Psychologische Sicherheit: Ein Gleichgewicht zwischen Selbstverantwortung und Umgebung

Während immer mehr Menschen über New Work sprechen, Berater tolle Konzepte entwickeln und Xing den New Work Award vergibt, sieht die Welt für viele Menschen noch ganz anders aus. Denn bevor wir über New Work sprechen, sollten wir erst einmal die Grundlagen dafür schaffen.

Inhaltsverzeichnis

In der aktuellen Arbeitswelt gewinnt das Konzept der psychologischen Sicherheit zunehmend an Bedeutung.
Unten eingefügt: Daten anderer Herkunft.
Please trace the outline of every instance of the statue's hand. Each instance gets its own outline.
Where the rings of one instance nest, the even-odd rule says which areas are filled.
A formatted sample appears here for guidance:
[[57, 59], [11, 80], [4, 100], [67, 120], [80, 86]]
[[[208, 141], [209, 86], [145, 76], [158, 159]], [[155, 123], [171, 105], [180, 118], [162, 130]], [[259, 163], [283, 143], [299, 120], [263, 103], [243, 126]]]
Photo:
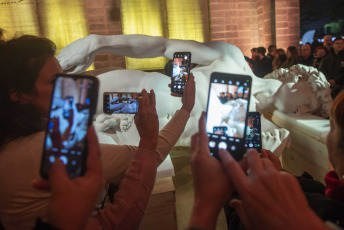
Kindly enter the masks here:
[[84, 72], [94, 61], [97, 47], [96, 35], [78, 39], [64, 47], [57, 56], [64, 72]]

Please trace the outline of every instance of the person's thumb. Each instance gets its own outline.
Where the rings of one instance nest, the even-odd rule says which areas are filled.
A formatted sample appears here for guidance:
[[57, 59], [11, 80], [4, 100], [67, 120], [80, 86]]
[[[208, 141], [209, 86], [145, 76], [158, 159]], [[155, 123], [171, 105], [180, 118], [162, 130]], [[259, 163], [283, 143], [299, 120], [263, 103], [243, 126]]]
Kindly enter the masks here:
[[53, 187], [57, 184], [64, 183], [69, 179], [70, 178], [68, 177], [66, 166], [64, 165], [61, 159], [57, 158], [50, 171], [50, 186], [53, 189]]

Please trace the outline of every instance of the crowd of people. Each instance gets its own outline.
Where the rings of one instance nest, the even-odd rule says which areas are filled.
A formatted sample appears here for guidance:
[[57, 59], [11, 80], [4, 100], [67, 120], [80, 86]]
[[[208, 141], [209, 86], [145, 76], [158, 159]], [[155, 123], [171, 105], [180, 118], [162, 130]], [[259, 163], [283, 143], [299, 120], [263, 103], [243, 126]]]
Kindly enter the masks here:
[[[339, 49], [341, 42], [334, 41], [334, 55], [343, 49]], [[0, 222], [5, 229], [139, 229], [157, 167], [177, 142], [194, 107], [193, 74], [184, 94], [172, 95], [182, 98], [182, 106], [162, 130], [154, 91], [148, 94], [143, 89], [135, 115], [138, 146], [99, 144], [90, 127], [86, 174], [71, 179], [63, 162], [56, 160], [49, 181], [44, 181], [39, 179], [44, 130], [53, 79], [62, 72], [55, 50], [46, 38], [23, 35], [5, 41], [0, 36]], [[276, 47], [269, 47], [270, 56], [265, 57], [264, 50], [257, 49], [258, 59], [265, 59], [264, 65], [272, 63]], [[288, 49], [286, 60], [276, 60], [275, 65], [294, 62], [293, 52]], [[332, 76], [332, 80], [340, 84], [342, 78]], [[195, 202], [187, 229], [215, 229], [228, 200], [230, 230], [343, 228], [343, 117], [342, 92], [331, 109], [326, 142], [334, 170], [325, 177], [326, 187], [313, 181], [310, 183], [316, 186], [307, 187], [303, 179], [282, 171], [279, 160], [268, 150], [260, 155], [249, 150], [240, 162], [225, 150], [220, 150], [221, 161], [211, 157], [203, 113], [199, 131], [191, 138]], [[104, 181], [119, 184], [119, 190], [112, 205], [91, 216]]]
[[344, 89], [344, 39], [340, 36], [333, 39], [331, 35], [325, 35], [322, 44], [313, 43], [303, 44], [300, 49], [289, 46], [286, 52], [270, 45], [267, 55], [264, 47], [253, 48], [252, 57], [245, 59], [258, 77], [296, 64], [317, 68], [331, 84], [332, 97], [335, 98]]

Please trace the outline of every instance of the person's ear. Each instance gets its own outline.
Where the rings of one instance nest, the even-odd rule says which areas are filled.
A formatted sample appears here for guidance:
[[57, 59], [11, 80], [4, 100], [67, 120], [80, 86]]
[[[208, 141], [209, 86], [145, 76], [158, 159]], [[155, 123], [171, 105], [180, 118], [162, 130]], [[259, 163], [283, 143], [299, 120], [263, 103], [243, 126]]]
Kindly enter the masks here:
[[32, 101], [32, 96], [29, 93], [23, 93], [15, 89], [9, 91], [10, 100], [19, 104], [29, 104]]

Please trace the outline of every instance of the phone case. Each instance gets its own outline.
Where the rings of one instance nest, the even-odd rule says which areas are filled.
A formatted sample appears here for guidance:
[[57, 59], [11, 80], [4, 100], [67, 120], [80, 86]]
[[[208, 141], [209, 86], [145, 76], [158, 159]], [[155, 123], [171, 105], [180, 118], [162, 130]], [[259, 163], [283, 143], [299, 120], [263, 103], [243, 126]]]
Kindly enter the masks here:
[[248, 75], [214, 72], [210, 77], [206, 131], [210, 154], [219, 159], [226, 149], [240, 160], [245, 149], [247, 113], [252, 78]]
[[40, 169], [44, 179], [58, 158], [66, 165], [69, 177], [85, 173], [86, 134], [96, 110], [98, 85], [93, 76], [56, 75]]
[[173, 70], [171, 76], [171, 92], [183, 94], [185, 84], [190, 75], [191, 53], [175, 52], [173, 54]]

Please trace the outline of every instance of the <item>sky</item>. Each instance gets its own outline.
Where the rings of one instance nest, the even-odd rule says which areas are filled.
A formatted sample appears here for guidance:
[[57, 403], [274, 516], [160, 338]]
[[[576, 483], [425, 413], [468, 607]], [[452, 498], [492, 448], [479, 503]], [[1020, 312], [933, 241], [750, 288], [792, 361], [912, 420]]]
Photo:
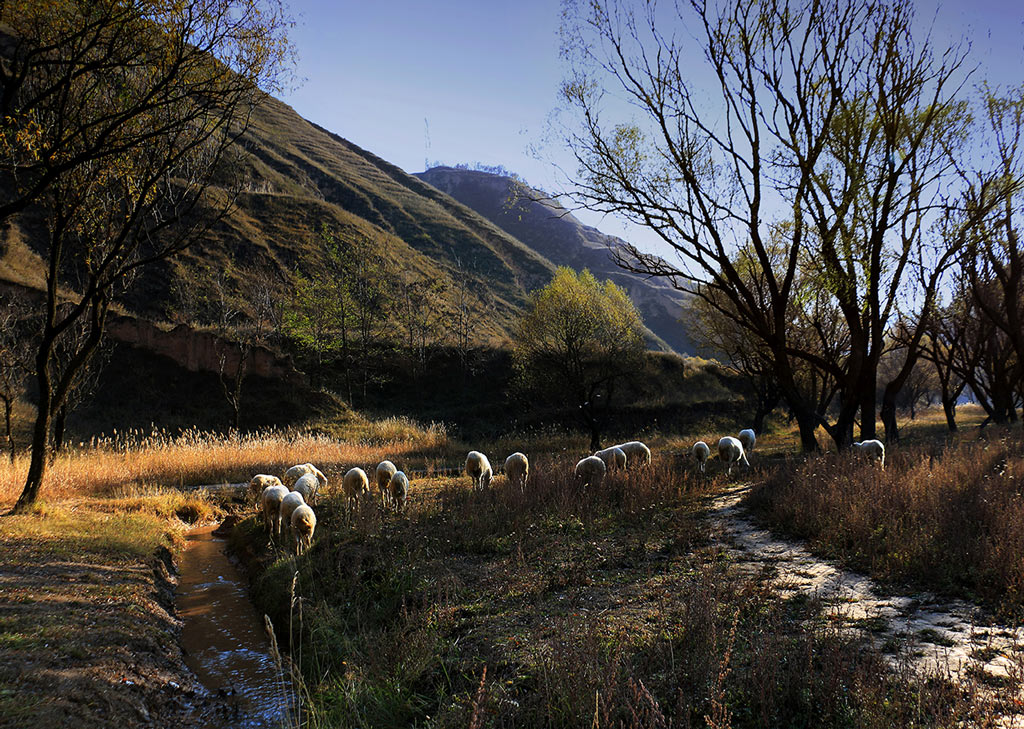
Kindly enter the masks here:
[[[296, 87], [307, 119], [406, 172], [501, 165], [558, 193], [575, 165], [550, 133], [566, 68], [559, 0], [290, 0]], [[921, 2], [939, 40], [972, 42], [976, 79], [1024, 83], [1024, 1]], [[561, 171], [559, 171], [561, 170]], [[606, 233], [664, 254], [647, 231], [577, 211]]]

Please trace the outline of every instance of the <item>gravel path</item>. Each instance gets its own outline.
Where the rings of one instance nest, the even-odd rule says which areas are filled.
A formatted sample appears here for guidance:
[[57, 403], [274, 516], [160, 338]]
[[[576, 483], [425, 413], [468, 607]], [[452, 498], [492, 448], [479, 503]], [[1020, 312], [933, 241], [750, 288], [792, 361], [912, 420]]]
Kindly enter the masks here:
[[1016, 686], [1016, 698], [1010, 692], [1016, 711], [1006, 714], [1001, 725], [1024, 727], [1024, 630], [994, 624], [962, 600], [886, 594], [871, 578], [838, 568], [754, 524], [740, 505], [748, 490], [748, 485], [730, 488], [712, 497], [708, 507], [723, 546], [740, 569], [772, 568], [783, 597], [819, 597], [830, 614], [870, 636], [894, 662], [908, 661], [922, 673], [957, 682], [974, 679], [990, 692]]

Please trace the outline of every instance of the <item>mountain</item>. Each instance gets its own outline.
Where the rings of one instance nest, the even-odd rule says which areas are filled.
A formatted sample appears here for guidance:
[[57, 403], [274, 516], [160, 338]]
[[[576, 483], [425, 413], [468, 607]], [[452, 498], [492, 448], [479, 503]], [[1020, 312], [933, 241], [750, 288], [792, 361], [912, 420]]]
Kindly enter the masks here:
[[[249, 154], [232, 170], [243, 191], [234, 209], [173, 260], [148, 266], [121, 299], [130, 314], [182, 321], [176, 292], [197, 272], [269, 269], [276, 280], [316, 268], [326, 226], [345, 243], [371, 241], [406, 275], [446, 286], [466, 282], [477, 344], [507, 340], [528, 292], [554, 266], [529, 247], [435, 188], [267, 99], [243, 137]], [[38, 219], [21, 216], [0, 230], [0, 282], [42, 288]], [[187, 322], [187, 317], [184, 317]]]
[[[556, 265], [570, 265], [624, 286], [654, 332], [650, 341], [690, 349], [675, 323], [678, 294], [617, 269], [607, 252], [617, 239], [557, 206], [521, 203], [518, 221], [502, 214], [509, 178], [434, 169], [420, 179], [272, 98], [256, 109], [243, 144], [248, 154], [232, 168], [243, 183], [232, 211], [183, 254], [146, 267], [121, 297], [121, 313], [197, 325], [182, 299], [203, 271], [226, 272], [242, 289], [248, 272], [260, 269], [287, 292], [296, 272], [325, 261], [328, 228], [342, 244], [372, 243], [396, 275], [440, 284], [443, 310], [468, 307], [477, 346], [507, 341], [529, 293]], [[43, 229], [38, 212], [6, 222], [0, 283], [42, 288]]]
[[623, 287], [661, 343], [678, 353], [694, 347], [680, 317], [686, 295], [665, 281], [647, 279], [619, 268], [611, 251], [624, 241], [584, 225], [549, 195], [489, 172], [433, 167], [417, 173], [421, 180], [472, 208], [556, 266], [589, 268], [598, 278]]

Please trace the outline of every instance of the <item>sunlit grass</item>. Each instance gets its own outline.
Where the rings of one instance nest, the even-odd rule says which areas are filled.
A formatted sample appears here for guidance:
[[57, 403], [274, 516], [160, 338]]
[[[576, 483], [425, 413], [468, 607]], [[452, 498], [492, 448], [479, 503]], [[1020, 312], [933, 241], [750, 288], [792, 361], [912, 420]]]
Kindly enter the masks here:
[[771, 525], [878, 579], [1024, 614], [1019, 427], [907, 438], [885, 468], [854, 453], [780, 464], [749, 502]]
[[[282, 474], [296, 463], [316, 463], [328, 478], [354, 465], [394, 458], [424, 462], [446, 453], [443, 427], [426, 428], [407, 419], [368, 425], [353, 440], [325, 435], [268, 433], [223, 436], [188, 431], [130, 431], [76, 444], [49, 468], [40, 497], [49, 502], [83, 496], [122, 496], [139, 489], [240, 483], [256, 473]], [[0, 462], [0, 507], [13, 504], [28, 472], [27, 455]]]

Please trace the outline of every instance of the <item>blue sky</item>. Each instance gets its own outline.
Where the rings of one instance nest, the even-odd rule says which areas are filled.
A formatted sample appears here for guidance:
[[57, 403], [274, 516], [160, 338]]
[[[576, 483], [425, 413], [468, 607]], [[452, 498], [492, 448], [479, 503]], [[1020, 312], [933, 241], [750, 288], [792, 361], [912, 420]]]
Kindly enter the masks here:
[[[564, 67], [558, 0], [291, 0], [301, 81], [284, 100], [407, 172], [425, 160], [503, 165], [557, 192], [569, 155], [545, 141]], [[973, 43], [976, 79], [1024, 83], [1024, 2], [921, 2], [937, 39]], [[534, 151], [536, 150], [536, 151]], [[538, 159], [538, 152], [540, 158]], [[578, 213], [656, 249], [619, 221]]]

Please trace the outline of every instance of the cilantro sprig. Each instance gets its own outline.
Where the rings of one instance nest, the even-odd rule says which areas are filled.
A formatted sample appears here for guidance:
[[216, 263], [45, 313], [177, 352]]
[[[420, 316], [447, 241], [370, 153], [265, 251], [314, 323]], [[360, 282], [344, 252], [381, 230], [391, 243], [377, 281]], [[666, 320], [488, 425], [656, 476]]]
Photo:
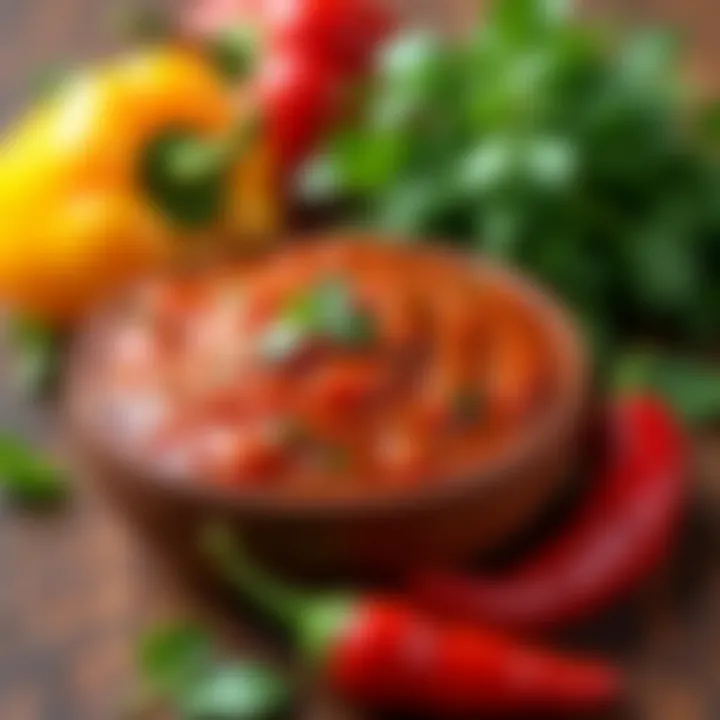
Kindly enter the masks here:
[[263, 334], [260, 355], [283, 362], [319, 341], [348, 350], [363, 349], [376, 338], [375, 319], [357, 302], [342, 277], [326, 277], [291, 297]]
[[610, 32], [571, 5], [495, 0], [465, 42], [400, 35], [303, 195], [522, 266], [605, 347], [638, 331], [711, 345], [717, 106], [687, 101], [672, 34]]

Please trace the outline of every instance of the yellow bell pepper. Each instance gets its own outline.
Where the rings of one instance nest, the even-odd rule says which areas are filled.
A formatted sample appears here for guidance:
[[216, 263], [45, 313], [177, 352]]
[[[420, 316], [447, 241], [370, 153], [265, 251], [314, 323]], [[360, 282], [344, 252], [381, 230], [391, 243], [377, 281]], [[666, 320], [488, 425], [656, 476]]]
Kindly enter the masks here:
[[260, 134], [218, 155], [217, 212], [191, 226], [144, 177], [164, 134], [222, 147], [249, 113], [204, 59], [169, 47], [88, 72], [34, 110], [0, 145], [0, 302], [67, 323], [198, 239], [269, 237], [279, 193]]

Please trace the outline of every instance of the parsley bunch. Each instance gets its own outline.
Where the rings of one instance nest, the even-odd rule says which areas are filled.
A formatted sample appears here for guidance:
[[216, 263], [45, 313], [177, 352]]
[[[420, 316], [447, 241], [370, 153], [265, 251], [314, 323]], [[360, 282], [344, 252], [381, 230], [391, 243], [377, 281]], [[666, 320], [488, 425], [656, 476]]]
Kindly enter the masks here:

Doch hinter diesem Begriff verbirgt sich ein tieferes Verständnis, das oft übersehen wird. Was bedeutet psychologische Sicherheit wirklich, und wo liegt die Verantwortung für deren Entstehung?

 

Was ist psychologische Sicherheit?

Laut Hogrefe, dem Kompendium der Psychologie, beschreibt psychologische Sicherheit „die individuelle Überzeugung eines Menschen, dass es sicher ist, zwischenmenschliche Risiken einzugehen“ (Edmondson, 1999). Die Forschung bestätigt: Menschen, die sich sicher fühlen, können ihr volles Potenzial entfalten.

Du kennst diese Situationen wahrscheinlich: Du machst einen Fehler, stehst dazu und trägst die Konsequenzen – ohne Angst vor Bestrafung. Aus neurowissenschaftlicher Perspektive bedeutet dies: Du befindest dich nicht im Überlebensmodus. Dein Fight-or-Flight-System bleibt inaktiv.

 

Der Zustand der Selbstverantwortung

In einem Zustand psychologischer Sicherheit reagierst du nicht mit:

  • Schuldzuweisungen an andere
  • Rechtfertigungen durch äussere Umstände
  • Risikovermeidung aus Unsicherheit
  • Handlungen aus innerem Zwang
  • Resignation und Hoffnungslosigkeit

 

Stattdessen bist du:

  • Offen und entspannt
  • Lösungsorientiert statt problemfixiert
  • Empathisch im Umgang mit anderen
  • Empfänglich für Feedback
  • Fähig, auf unterschiedliche Menschen individuell einzugehen
  • In der Lage, dein Leben aktiv zu gestalten

 

Diesen Zustand können wir als Selbstverantwortung bezeichnen – die Fähigkeit, für unser inneres Erleben Verantwortung zu übernehmen und selbst zu entscheiden, wie wir auf äussere Umstände reagieren.

 

Das Missverständnis in der aktuellen Diskussion

In der gegenwärtigen Debatte wird ein entscheidender Aspekt oft vernachlässigt: Die Verantwortung für unseren inneren Zustand wird häufig nach aussen verlagert. Man erwartet:

  • Von Organisationen die perfekten Rahmenbedingungen
  • Von Führungskräften wertschätzenden Umgang
  • Von Kollegen gegenseitige Unterstützung

 

Diese Erwartungen sind berechtigt, doch die einseitige Verlagerung der Verantwortung nach aussen bringt Probleme mit sich:

  1. Fehlende Voraussetzungen: Ein „Safe Space“ kann nur von Menschen geschaffen werden, die selbst in einem Zustand der Selbstverantwortung sind.
  2. Mangelnde Nachhaltigkeit: Es entsteht eine Abhängigkeit – „Ich fühle mich nur sicher, wenn andere für meine Sicherheit sorgen.“
  3. Missbrauchspotenzial: Das Konzept kann instrumentalisiert werden, um kritisches Feedback abzuwehren oder Ansprüche durchzusetzen.

 

Ein ausgewogener Ansatz

Die Wahrheit liegt in der Balance: Psychologische Sicherheit entsteht im Wechselspiel zwischen Selbstverantwortung und Umgebungsfaktoren. Während Organisationen und Führungskräfte förderliche Bedingungen schaffen sollten, liegt es auch an jedem Einzelnen, innere Sicherheit zu kultivieren.

Die entscheidende Frage lautet nicht „Aussen oder innen?“, sondern vielmehr: Wie können wir beide Aspekte in Einklang bringen, um Arbeitsumgebungen zu schaffen, in denen Menschen ihr volles Potenzial entfalten können?